PROP. 11 VICTORY GOES SOUR FOR GOP - PARTY PUSHED FOR REDISTRICTING PLAN
Jim Sanders
The Modesto Bee
March 28, 2011
Victory no longer is sweet for California Republican Party interests that helped strip the Democrat-controlled Legislature of the right to draw political districts.
Republicans say the fledgling 14-member independent commission they helped create through passage of Proposition 11 in 2008 is tilting to the left.
State GOP Chairman Tom Del Beccaro cried foul last week over the hiring of Q2 Data and Research to provide expertise in drawing 177 legislative, congressional and Board of Equalization districts.
"We haven't seen the final results, but they certainly have opened the door to wide-ranging suspicion, and that defeats the purpose of the process," Del Beccaro said of commissioners.
Because the panel consists of ordinary citizens, not redistricting experts, the hiring of a line-drawing consultant is a lightning rod.
Redistricting, a once-a- decade process, strikes at the heart of political power because it can tilt a competitive district left or right.

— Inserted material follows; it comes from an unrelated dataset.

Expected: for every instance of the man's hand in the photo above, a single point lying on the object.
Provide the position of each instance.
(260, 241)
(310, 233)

Creation of the commission was championed by GOP Gov. Schwarzenegger partly as a backlash to lines drawn by legislative leaders in 2001 to protect incumbents.
Built-in advantage?
Republicans contend that Q2 always had an inside track with the commission: Primary owner Karin Mac Donald was a trainer for the panel.
Q2 met bidding requirements only after a last-minute change by the commission, which initially demanded experience in redistricting projects involving about 2 million people but dropped the standard to about 300,000.
"The process has not been fair and impartial," said political analyst Tony Quinn, a former GOP legislative staff member and a board member of the Rose Institute, the only other bidder.
Dan Claypool, commission executive director, said the change in bidding documents was meant to expand the pool of applicants, not to benefit any firm seeking the $550,000 contract.
"We think they're doing an excellent job -- it's tough, but they're doing thorough, thoughtful work," Trudy Schafer, of the League of Women Voters of California, said of the redistricting panel.
Del Beccaro and other Republicans object to Q2 largely because a minority partner is Bruce Cain, a chief adviser to Assembly Democrats in a controversial 1981 redistricting. Mac Donald, Q2's primary owner, is registered as an independent voter.
Steve Maviglio, Democratic strategist, dismissed claims of bias as GOP nonsense.
"They somehow thought when they backed Proposition 11 that that meant they were going to have an advantage," Maviglio said. "It hasn't resulted in that -- so now they have sour grapes."
The Rose Institute could not have won the contract, regardless, Maviglio said. Its bid was disqualified for failure to disclose donors and for failing to clearly identify staff conflicts of interest. Three GOP commissioners dissented.